Может быть, это как-то связано с тем вкусом, который появился у него во рту, когда он пытался спасти мальчика, когда, как зверь, боролся за то, чтобы удержать его на этом свете, в тот раз рот у него наполнился кровью, и потом он харкал слизью и сукровицей еще не меньше трех дней.

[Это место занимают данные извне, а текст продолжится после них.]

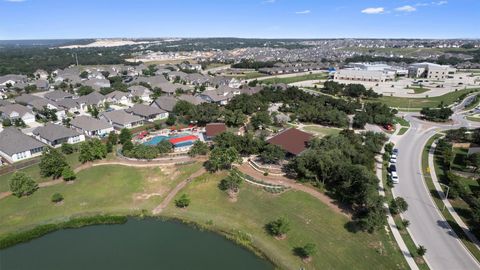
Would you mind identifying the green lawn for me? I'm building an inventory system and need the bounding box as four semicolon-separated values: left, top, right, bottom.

На этом он оборвал разговор.

– Все связано, – сказал он. – Снимок на стене, вкус на языке, лето пятьдесят девятого мальчик. Все связано.

Ты все-таки попробовала! – добавил он. Вот уж не думал!

Запасы, которые они себе сделали в хозяйственных постройках, комнатах и на чердаках, казались неистощимыми: продукты, сладости, напитки, болеутоляющие.

Ты почти ничего не расходуешь, – сказала она Хадару. – Как и Улоф.

Я, может, еще долго протяну, – ответил он. – И Улоф почти столько же.

Вы не воспринимаете время всерьез, сказала она. – Вы просто позволяете ему идти, да и то вряд ли. Вы не следуете за временем, не подчиняетесь ему.

Хадар жевал белую сильнодействующую таблетку, глотать ему становилось все труднее и труднее.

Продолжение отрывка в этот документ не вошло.